Ausstieg Jetzt: Wie Stadtwerke gegen die mächtige Gas-Lobby rebellieren

Bild: Tim Reckmann / CC BY 2.0

Deutsche Gas-Konzerne haben im Zuge der Russland-Sanktionen an Einfluss gewonnen. Doch die Kritik wächst, einige Stadtwerke verlassen den Verband "Zukunft Gas". Wann kommt der Gas-Exit?

Erdgas – vor allem in verflüssigter Form als LNG ("Liquefied Natural Gas") für den Transport per Schiff – ist nach dem Ausfall billiger russischer Lieferungen im Zuge des Ukraine-Kriegs ins Zentrum der Energieversorgung geraten. Das ist vor allem in Deutschland zu beobachten. Die Lobbys haben die Krise genutzt, um den fossilen Energieträger in ein günstiges Licht zu rücken und propagieren seine Nachhaltigkeit.

Doch das Verbrennen von Gas zur Energie- und Wärmeerzeugung ist sehr klimaschädlich, in vielen Fällen sogar mit mehr Treibhausgasen verbunden als bei der Kohle oder Erdöl. Das hat mit den Methanemissionen bei der Förderung und dem Transport zu tun, die sogenannten indirekten Emissionen.

Die Gas-Lobby, zusammengeschlossen im Verband "Zukunft Gas", präsentiert den fossilen Brennstoff jedoch als saubere Lösung. Sie nutzt dabei ihre ökonomische Macht – erweitert auch durch Profite, die mit russischen Gasgeschäften erzielt wurden –, um die Politik und die Gesetzgebung zu beeinflussen.

Das Resultat sind überdimensionierte LNG-Terminals – eines davon soll gegen massiven Widerstand vor der Ostseeinsel Rügen gebaut werden –, der weitere Einbau von Erdgasheizung im Zuge des aufgeweichten Gebäudeenergiegesetzes sowie die Ausschreibung von neuen großen Gaskraftwerken.

Mehr als 80 Stadtwerke und kommunale Versorgungsunternehmen sind Mitglied im Lobbyverband Gas organisiert – gemeinsam mit Großkonzernen wie Wintershall Dea, Shell und der früheren Gazprom-Tochter Wingas. Sie geben der Organisation Gewicht und Ansehen.

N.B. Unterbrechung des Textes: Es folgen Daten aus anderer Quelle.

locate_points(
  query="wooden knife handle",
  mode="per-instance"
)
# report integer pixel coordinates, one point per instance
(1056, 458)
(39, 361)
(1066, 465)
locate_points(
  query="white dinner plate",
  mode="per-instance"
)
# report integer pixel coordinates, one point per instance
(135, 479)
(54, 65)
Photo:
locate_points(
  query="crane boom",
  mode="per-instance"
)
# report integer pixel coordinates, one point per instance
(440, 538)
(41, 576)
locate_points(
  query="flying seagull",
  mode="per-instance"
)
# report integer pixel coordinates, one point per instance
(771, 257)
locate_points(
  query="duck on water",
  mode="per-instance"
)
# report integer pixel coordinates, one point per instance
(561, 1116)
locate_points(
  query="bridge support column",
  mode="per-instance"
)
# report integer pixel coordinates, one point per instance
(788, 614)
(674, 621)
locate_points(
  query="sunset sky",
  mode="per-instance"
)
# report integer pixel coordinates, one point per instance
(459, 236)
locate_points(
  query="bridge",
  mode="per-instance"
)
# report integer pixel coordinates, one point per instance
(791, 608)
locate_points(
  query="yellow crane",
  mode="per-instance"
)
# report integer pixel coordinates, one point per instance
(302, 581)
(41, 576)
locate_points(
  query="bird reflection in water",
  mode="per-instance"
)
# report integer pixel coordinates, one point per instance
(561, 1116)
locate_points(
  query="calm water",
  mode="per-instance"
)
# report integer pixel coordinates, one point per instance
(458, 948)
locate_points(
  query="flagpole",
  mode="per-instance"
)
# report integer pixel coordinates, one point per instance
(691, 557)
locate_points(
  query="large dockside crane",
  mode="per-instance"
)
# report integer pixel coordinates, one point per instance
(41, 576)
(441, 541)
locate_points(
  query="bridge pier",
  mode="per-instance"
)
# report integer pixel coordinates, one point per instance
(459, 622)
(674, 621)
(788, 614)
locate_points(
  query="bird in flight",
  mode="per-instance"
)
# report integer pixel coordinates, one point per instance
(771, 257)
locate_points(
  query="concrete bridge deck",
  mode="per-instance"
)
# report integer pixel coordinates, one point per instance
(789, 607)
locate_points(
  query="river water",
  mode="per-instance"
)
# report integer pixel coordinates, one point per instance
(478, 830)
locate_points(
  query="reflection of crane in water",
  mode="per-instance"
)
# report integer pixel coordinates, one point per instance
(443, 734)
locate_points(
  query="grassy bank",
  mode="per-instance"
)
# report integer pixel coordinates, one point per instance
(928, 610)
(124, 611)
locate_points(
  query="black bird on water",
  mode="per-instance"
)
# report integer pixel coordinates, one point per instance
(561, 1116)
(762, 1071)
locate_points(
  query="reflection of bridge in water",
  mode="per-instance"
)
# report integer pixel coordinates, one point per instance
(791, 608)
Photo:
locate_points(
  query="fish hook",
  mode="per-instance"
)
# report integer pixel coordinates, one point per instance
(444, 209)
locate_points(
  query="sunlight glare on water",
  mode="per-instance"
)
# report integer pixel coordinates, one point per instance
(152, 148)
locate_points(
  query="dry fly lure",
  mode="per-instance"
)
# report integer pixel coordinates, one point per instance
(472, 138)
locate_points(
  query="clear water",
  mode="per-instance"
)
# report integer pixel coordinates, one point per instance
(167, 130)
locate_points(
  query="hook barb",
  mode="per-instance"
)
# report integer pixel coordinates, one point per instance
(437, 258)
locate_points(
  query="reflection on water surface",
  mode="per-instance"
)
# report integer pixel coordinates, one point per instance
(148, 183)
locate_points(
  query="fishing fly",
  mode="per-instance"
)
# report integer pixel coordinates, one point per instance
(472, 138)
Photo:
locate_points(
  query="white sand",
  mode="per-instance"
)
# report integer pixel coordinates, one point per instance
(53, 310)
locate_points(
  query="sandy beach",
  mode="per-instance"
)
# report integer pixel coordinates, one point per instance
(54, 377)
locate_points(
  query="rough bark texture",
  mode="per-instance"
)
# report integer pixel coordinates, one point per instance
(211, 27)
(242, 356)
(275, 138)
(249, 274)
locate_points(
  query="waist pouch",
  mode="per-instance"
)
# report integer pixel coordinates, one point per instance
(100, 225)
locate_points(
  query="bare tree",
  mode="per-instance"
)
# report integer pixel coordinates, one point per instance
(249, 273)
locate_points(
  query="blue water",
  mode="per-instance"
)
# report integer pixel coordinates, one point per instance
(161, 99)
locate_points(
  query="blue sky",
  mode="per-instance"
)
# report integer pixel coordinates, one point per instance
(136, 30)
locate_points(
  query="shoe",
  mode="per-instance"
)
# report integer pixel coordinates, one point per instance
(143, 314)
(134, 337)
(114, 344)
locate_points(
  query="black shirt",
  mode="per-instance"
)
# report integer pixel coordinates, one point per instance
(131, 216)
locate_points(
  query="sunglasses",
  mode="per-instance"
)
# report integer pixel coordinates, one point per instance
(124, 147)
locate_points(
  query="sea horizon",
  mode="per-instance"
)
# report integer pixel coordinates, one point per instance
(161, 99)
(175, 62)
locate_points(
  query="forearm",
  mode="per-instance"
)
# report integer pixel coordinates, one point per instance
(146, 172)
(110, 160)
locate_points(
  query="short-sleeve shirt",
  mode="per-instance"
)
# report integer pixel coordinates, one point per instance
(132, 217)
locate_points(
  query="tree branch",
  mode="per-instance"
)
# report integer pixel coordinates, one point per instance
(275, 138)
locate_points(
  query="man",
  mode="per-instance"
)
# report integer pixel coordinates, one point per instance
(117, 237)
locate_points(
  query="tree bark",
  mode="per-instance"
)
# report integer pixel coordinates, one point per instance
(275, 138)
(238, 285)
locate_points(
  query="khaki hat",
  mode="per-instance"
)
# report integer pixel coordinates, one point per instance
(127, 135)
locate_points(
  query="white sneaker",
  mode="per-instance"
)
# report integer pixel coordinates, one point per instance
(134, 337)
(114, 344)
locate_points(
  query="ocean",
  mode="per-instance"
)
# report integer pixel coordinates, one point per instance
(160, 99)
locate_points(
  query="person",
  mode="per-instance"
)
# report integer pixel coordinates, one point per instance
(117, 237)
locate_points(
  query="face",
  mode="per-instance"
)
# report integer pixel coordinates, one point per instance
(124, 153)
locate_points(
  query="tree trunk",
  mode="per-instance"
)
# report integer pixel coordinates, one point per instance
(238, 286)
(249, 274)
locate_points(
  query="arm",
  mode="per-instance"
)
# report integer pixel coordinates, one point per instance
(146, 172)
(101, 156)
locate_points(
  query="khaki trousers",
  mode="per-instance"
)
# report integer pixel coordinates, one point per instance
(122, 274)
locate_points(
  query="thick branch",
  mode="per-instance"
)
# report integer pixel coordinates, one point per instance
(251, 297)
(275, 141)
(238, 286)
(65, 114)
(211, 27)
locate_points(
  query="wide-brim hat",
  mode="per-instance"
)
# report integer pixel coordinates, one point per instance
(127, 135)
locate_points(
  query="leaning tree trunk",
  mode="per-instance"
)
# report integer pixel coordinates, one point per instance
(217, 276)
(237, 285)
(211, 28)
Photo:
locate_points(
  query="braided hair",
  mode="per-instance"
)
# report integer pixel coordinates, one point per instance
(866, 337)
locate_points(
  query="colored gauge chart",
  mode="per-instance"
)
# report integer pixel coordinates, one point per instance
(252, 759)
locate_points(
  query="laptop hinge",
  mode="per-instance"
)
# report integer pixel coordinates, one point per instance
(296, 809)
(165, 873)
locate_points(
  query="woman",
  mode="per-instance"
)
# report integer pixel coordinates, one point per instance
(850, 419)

Doch das könnte sich ändern. Mehr als 70 zivilgesellschaftliche Organisationen rufen die Stadtwerke nun gemeinsam dazu auf, den Verband "Zukunft Gas" zu verlassen.

Getragen wird der Aufruf vom Umweltinstitut München, Lobbycontrol, 350.org, Campact, Greenpeace, und dem Weiterso!-Kollektiv. Dazu kommen zahlreiche zivilgesellschaftliche Organisationen, Biobetriebe und Bürger-Energiegenossenschaften.

Christina Deckwirth, Sprecherin von Lobbycontrol, verweist auf die Verantwortung der kommunalen Betriebe:

Zukunft Gas betreibt mit fragwürdigen Methoden Lobbyarbeit für die Gewinninteressen großer Gaskonzerne. Das treibt uns in die Kostenfalle und verschärft die Klimakrise. Stadtwerke sollten sich nicht vor den Lobby-Karren der Gaslobby spannen lassen.

Die Organisatoren des Aufrufs fordern die Stadtwerke auf, sich für eine "rasche und gerechte Energiewende" einzusetzen. 15 Stadtwerke sind nach zunehmender Kritik an der Gas-Lobby bereits aus dem Verband ausgetreten, anderen haben angekündigt, dasselbe zu tun.

Falk-Wilhelm Schulz, Geschäftsführer der Stadtwerke Tornesch, begründete die Kündigung wie folgt:

Auch wenn wir keinen Cent bezahlt hätten, wären wir ausgestiegen. Die machen nichts anderes, als Gas schönzureden. Das brauchen wir nicht mehr und das ist auch nicht in Ordnung.